Sunday, March 20, 2005

The Genuises at Agence France Presse



Click here for AmazonThe geniuses over at Agence France Presse -- or as I like to call them, the Paris bureau of Al Jazeera -- have decided to sue Google News for a minimum of $17 million. Their claim? That Google's news aggregation service reproduced snippets of AFP's copyrighted photos, headlines and stories without permission.

Attention, AFP management: this lawsuit is almost as sensible as giving your 16-year-old daughter permission to date Mike Tyson.

In fact, if these PHB's had the common sense that God gave a sea otter, they would have dealt with this "problem" (and they must think having traffic directed to their site, free of charge, is a problem) in one of the following ways:

  • Used a robots.txt file to tell the Google search bot ("GoogleBot") the areas of the site not to spider

  • Used a simple web server configuration option to deny access to the GoogleBot

  • Used another simple web server configuration option to deny access to the GoogleBot's IP addresses

  • Or simply have asked Google not to spider their site

  • Any one of these options would have prevented Google News from "stealing" AFP's precious one-sentence story summaries and thumbnail copies of images.

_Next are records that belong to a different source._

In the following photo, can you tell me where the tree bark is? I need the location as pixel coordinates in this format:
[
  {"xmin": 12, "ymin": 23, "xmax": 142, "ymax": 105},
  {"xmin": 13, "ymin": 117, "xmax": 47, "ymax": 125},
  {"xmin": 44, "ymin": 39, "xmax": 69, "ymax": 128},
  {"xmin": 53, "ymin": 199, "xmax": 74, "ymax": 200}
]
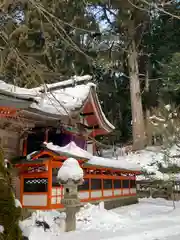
[
  {"xmin": 145, "ymin": 59, "xmax": 152, "ymax": 146},
  {"xmin": 128, "ymin": 35, "xmax": 145, "ymax": 150}
]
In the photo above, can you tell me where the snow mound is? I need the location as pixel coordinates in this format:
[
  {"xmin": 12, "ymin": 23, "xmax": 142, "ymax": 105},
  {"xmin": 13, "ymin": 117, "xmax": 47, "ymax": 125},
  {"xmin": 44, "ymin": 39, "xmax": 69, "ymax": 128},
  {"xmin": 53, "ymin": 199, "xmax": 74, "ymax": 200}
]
[
  {"xmin": 77, "ymin": 204, "xmax": 122, "ymax": 231},
  {"xmin": 20, "ymin": 204, "xmax": 124, "ymax": 240},
  {"xmin": 118, "ymin": 146, "xmax": 180, "ymax": 180},
  {"xmin": 57, "ymin": 158, "xmax": 84, "ymax": 182}
]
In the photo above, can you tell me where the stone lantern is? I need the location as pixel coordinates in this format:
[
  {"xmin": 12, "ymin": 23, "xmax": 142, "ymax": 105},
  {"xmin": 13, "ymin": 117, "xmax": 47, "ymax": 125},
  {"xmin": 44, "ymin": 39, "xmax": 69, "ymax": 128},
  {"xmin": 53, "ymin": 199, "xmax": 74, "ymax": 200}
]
[{"xmin": 57, "ymin": 158, "xmax": 83, "ymax": 232}]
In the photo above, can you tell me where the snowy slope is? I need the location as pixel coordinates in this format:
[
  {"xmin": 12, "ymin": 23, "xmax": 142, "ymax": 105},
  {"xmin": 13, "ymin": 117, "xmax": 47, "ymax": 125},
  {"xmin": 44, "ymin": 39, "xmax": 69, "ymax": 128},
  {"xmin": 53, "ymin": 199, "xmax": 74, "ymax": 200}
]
[
  {"xmin": 21, "ymin": 198, "xmax": 180, "ymax": 240},
  {"xmin": 118, "ymin": 146, "xmax": 180, "ymax": 180}
]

But apparently, AFP has decided to invest in their legal department, not niceties such as IT or sensible senior management.

    It reminds me of case, a while back, in which the geniuses at TicketMaster that sued various parties over "deep-linking" -- the practice of linking to content within a site as opposed to the site's main page.

    News flash: don't want someone to deep-link to your site? Hire someone technically savvy enough to configure your web-site to deny deep-linking. Hint: there are these mysterious things called "cookies", or "referer headers", or other tools that can help implement a 'no deep linking' policy.

    Although someone would have to explain to me why you wouldn't want more exposure for your content, more folks linking to it, and therefore more visitors and marketing exposure. Maybe we can ask the rocket scientists at AFP about that sometime.